Elsewhere in Europe, France is still in a class of its own for magnificent reds, crisp whites and refreshing roses. From Bordeaux in the west through to Alsace and its 151 miles of wineries in the east, backpacking around France whilst sampling her wine is an absolute must. And you don’t need to just go for a mature claret either. There’s always champagne of course, plus the third Thursday of November marks the beginning of Beaujolais Nouveau season. Vineyards compete to see which can be the first to produce, cap and deliver this fresh, fruity wine. Arrange your backpacking trip in November to join in with the celebrations (and see the competition heat up!)!
Suppose your backpacking adventures take you further afield, to America for instance, and you should make sure that you sample the produce. Besides being a fascinating state in itself, California is home to a substantial amount of the wine that’s produced in the States. Napa Valley has an extensive collection of wineries that produce marvelous merlots, perfect pinot noirs and cheeky chardonnays. With plenty of inexpensive places to stay, in addition to lots of parks and beaches, Napa Valley is a great place to both explore and relax.
Likewise, if Chile is on your itinerary, no trip there is complete without sampling her wares. Chile is the fifth largest wine producer in the world, so if you plan to visit Santiago, make sure you visit Central Valley and its four regions of Maule, Rapel, Curicó and the Maipo Valley, known for its sublime cabernet sauvignon and sauvignon blanc.
If you’re backpacking around wine regions then, there’s only big one decision you have to make: Do you drink the wine and soak up the atmosphere in the very place in which it was produced, or do you take a bigger rucksack so you can enjoy it on your travels?!

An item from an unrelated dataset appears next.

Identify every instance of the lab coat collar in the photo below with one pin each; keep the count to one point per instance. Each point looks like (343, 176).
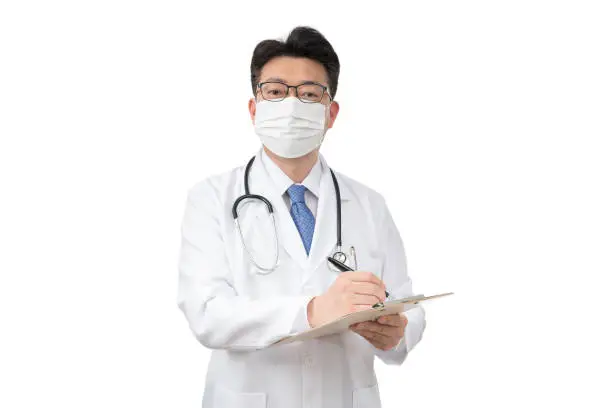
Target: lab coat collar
(324, 238)
(283, 182)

Nice wrap up of the world’s wine regions. These are all places we look to visit in the future. In the meantime, we try them from our local liquor store, which is not the same I know! There’s some decent regions in Australia too – The Hunter Valley in NSW, the Mornington Peninsula, Yarra Valley & Rutherglen (great Tokays & Muscats) in Victoria, Coonawarra, Barossa & McClaren Vale in South Australia, Margaret River in Western Australia, Tamar Valley in Tasmania. Coonawarra has some delicious Cabernet & Shiraz, the Yarra Valley & Mornington produce good Pinot (amongst others) and Rutherglen has a fantastic ‘winery walkabout’ and is renowned for their ‘stickies’ – Tokay & Muscats. Although we havn’t crossed the ditch to New Zealand, the white wines are rated highly from there too. In response to your question, we certainly like to enjoy the wine there and then.